Restore funding for AIDS vaccine, researchers urge
$34M for national network was rejected in July Federal officials are trying to ‘make sure this work is not lost’
The federal government is working to ensure a national network of researchers developing groundbreaking vaccines for diseases such as AIDS and SARS continues to get funding. No final decision has been made but “ absolutely, people are working to find a way to make sure this work is not lost,” Ian Jack, a spokesman for Industry Minister David Emerson, told the Toronto Star yesterday. “ It is recognition we would like to see this good work continue.” The Canadian Network for Vaccines and Immunotherapeutics ( CANVAC), one of the federal government’s prestigious Networks of Centres of Excellence, learned in July that the networks’ steering committee had rejected its request for $34 million over the next seven years. The networks operate independent of government interference, even though they are federally funded.
Although CANVAC will keep getting federal funds, it will no longer be a part of the networks and won’t exist in the same way, Jack said.
“ We are looking at alternative sources of funding to ensure vaccine research in Canada continues at an appropriate level,” he said. The networks had “ administrative” issues with how CANVAC operated, he said, but “ I don’t think anyone was critical of the scientists in the labs and what they were doing in vaccine research. Absolutely, the work is important.” Today in Montreal, AIDS experts from around the world were going to urge the federal government to restore funding to the vaccine network. The officials, including the heads of HIV-AIDS vaccine programs in the United States and Europe working in an international collaboration to find a vaccine against the deadly virus, were to take part in a news conference as part of the 2005 AIDS Vaccine International conference, being hosted by CANVAC. They cancelled it when word came of the federal government’s desire to keep funding it.
Dr. Rafick- Pierre Sékaly, CANVAC’s executive director, met with officials from Health Canada, the Public Health Agency of Canada and the Prime Minister’s Office yesterday and they all indicated they were trying to find a solution, he said in an interview.
“ We are having such a good level of understanding with the federal government that we decided to be very conservative,” he said.
“ I think they are in a very positive frame of mind to find a solution as early as November.” CANVAC supports 72 researchers and their teams across Canada, 34 of them in Ontario, specializing in immunology, virology and molecular biology. Collaborating with pharmaceutical companies, they are also developing potential vaccines for cancer and emerging illnesses such as SARS and a pandemic flu outbreak.
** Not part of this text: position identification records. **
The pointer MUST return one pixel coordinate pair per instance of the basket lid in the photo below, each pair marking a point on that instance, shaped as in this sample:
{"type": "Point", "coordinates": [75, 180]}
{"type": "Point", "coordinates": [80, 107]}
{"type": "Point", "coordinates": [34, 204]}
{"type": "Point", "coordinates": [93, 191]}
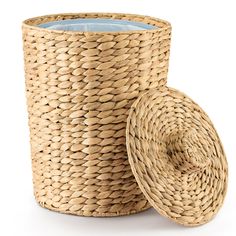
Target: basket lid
{"type": "Point", "coordinates": [176, 156]}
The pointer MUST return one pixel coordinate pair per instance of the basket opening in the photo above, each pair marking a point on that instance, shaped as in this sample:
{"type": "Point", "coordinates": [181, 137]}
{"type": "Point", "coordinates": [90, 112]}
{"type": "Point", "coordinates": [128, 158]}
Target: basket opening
{"type": "Point", "coordinates": [94, 24]}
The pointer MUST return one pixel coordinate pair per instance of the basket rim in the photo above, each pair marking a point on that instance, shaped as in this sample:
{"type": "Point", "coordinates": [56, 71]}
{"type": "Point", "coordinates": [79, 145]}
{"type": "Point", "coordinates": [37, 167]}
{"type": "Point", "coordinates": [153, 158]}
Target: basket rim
{"type": "Point", "coordinates": [30, 23]}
Already, 80 of the most prestigious organizations around the world have written to the government to protest the funding cancellation because they want to work with the network, he said. CANVAC has agreements with pharmaceutical giants in Canada, France and Switzerland that have poured several million dollars into developing and testing vaccines for SARS and hepatitis C, as well as HIV- AIDS. Seven vaccines were ready for clinical trials beginning next year. As CANVAC’s initial $30 million, sevenyear grant ended, an international panel of vaccine experts highly recommended extending the funding, plus $4 million more for clinical trials. But an independent review committee of officials from other networks of excellence rejected the proposal and the steering committee of the networks backed their conclusions.
While it never discloses its reasons, CANVAC members say the committee didn’t think the network would be able to generate enough money to exist independently after 14 years, as required. More than 850 AIDS researchers are attending the Montreal conference.